I didn’t have a lot of free time and was still recovering from a cold, so I didn’t want to venture too far or spend that long chatting on this activation. Luckily, a number of local nature reserves have just been added to the POTA system in my area—not great for my completionist tendencies, but it does provide more local options for when I don’t fancy half an hour or more in the car.
GB-5148 Millhams Mead was the target today, a strange out-of-the-way nature reserve where public access is limited to paths and overgrown woodland around the edge of grazing fields. Still, it has a nice stream where swans nest, a lot of sloe and blackberry bushes along with apple trees, and (in basically only one spot) enough open space to support a 40m dipole antenna.
35 was the total QSO count in around 75 minutes of operating. The bands were in odd shape this afternoon, particularly 20m, where I was inaudible to some people and 59+ to others at roughly the same distance.
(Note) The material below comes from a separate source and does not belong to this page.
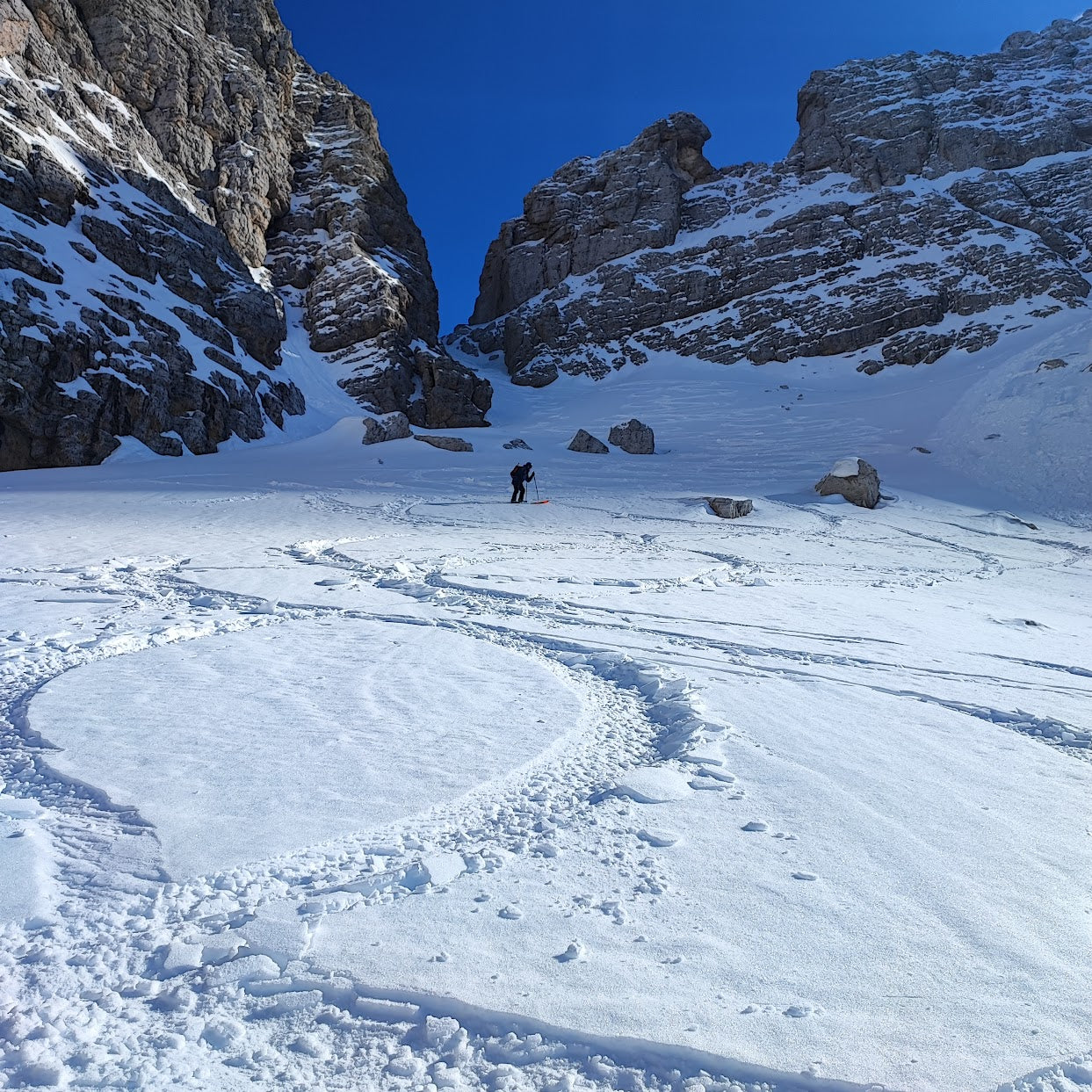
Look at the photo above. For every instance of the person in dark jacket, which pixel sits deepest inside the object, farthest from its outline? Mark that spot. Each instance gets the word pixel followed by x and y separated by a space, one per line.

That meant my park-to-park hunting was largely unsuccessful, netting only two QSOs, though while running the frequency I had five more park-to-park stations call in.
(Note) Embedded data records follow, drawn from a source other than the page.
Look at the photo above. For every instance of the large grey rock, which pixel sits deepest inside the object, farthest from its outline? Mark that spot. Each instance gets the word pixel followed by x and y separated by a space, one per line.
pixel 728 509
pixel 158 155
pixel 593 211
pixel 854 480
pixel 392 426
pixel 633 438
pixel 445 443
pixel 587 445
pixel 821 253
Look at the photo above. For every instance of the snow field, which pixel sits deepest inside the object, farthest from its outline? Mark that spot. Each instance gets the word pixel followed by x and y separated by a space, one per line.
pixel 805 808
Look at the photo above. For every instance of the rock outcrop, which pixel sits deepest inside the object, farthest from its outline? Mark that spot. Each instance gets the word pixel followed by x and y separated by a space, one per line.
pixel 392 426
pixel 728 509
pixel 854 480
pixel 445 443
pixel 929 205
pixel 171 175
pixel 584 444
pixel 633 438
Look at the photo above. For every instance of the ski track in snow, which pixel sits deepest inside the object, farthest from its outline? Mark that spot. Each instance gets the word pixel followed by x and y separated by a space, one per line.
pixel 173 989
As a bonus, Millhams Mead is right next to St Andrew’s Church, where I attended as a child. Looking at it now, it seems a lot smaller than I remember! The main building and the church tower both date from the 13th Century, which also feels a lot more significant as an adult than it did when I was dragged here every Sunday as a kid. The town of Bournemouth itself is a mere youngster at 200 years old, but it grew up fast, until this church ended up firmly within its borders.
Well, this Ham Challenge post is fast devolving into a POTA Activation Report, so in keeping with tradition I’d better drag out the childhood photos too. While I don’t think I have any at Millhams Mead, I certainly do at St Andrew’s: here’s my baptism in 1987.
Back-right is my grandad Bob, a life-long SWL but never a Ham as far as I know. I remember building a crystal AM radio receiver with him when I was about 9 or 10 years old, one of those moments that probably helped to set in motion what that would eventually become my career and my hobbies. He sadly passed away in 2004. 73, Grandad.
Week 30 (21-27 Jul): Make a contact with another participant of the challenge
Sadly, my own schedule this week made any contacts unlikely, and a solar storm made conditions during my only free time on Sunday afternoon totally unworkable. A couple of skeds didn’t come through, and while I tried to work Tobias DC1TC and Harm DK4HAA during their POTA activation, I couldn’t hear them on either 20 or 40.
However, these challenges don’t necessarily have to be done in the scheduled week, so I went back through my logs for 2025 and cross-referenced them against people who have participated in the Ham Challenge so far. So far I have worked:
- Tobias DC1TC on 2 Feb, 9 Mar & 14 May
- Peter DL6PL on 2 Feb & 22 Feb
- Alex KR1ST on 2 Jan & 18 Jan
- Richard YO3GND on 9 Mar & 14 Mar
On that basis, I’m calling week 30 a success.
Week 31 (28 Jul - 3 Aug): Try a mode you have never tried before.
I got slightly ahead of the game with this one; in a conversation with Richard YO3GND about the challenge for Week 30 he mentioned exotic digimodes, so I decided to try one out.
Hellschreiber has stood out to me for a while as an interesting mode I’d like to try. It has an interesting appearance, with text rendered in a ticker-tape style replicating the original physical Hellschreiber machines. Within each column, the vertical pixels are repeated twice, duplicating the content to compensate for any timing variation so as to leave at least one version of the text visible. Admittedly this is not the greatest mode for people with astigmatism, but I put my glasses on, fired up fldigi and gave it a shot.
By chance, I had timed my testing attempt within half an hour of the scheduled EU Feld Hell Net which uses the FSK Hell-105 mode at 1000Z on Saturday mornings, alternating between the 20 and 30 metre bands. Unfortunately it seems like the net didn’t seem to go ahead, but I did catch a CQ call from Werner DL1RI and had a short QSO with him around the time the net would have taken place.
One important lesson learned for me: fldigi doesn’t stop transmitting automatically at the end of a message! I’m sure it does for other modes I’ve used it for, such as RTTY, but apparently this doesn’t apply to Hell—to send your “…” and stop transmitting, you need to manually toggle it back into receive mode.
Like most exotic digimodes there’s not much Hell activity around, but I may come back to it now and again. There was some talk a few weeks back on the OARC Discord about SOTA activations using obscure modes, so if I can convince myself to carry a laptop into the field, I may try a Hellschreiber-only SOTA activation some time!
Week 32 (4-10 Aug): Listen to a broadcast station from another country
An easy one to finish the set.
At this time of year you can sometimes hear French FM stations, but sadly the VHF propagation wasn’t quite good enough today. However, there’s always the old dependable, China Radio International, sat just above the 40m band to remind you you’ve spun the dial too far.
On Wednesday evening around 1900Z, I tuned in to 7210kHz AM for some soothing Chinese traditional music, followed by news or propaganda or something else in a language I don’t speak!
That’s all for this round-up, see you in early September for the results of weeks 33 to 36.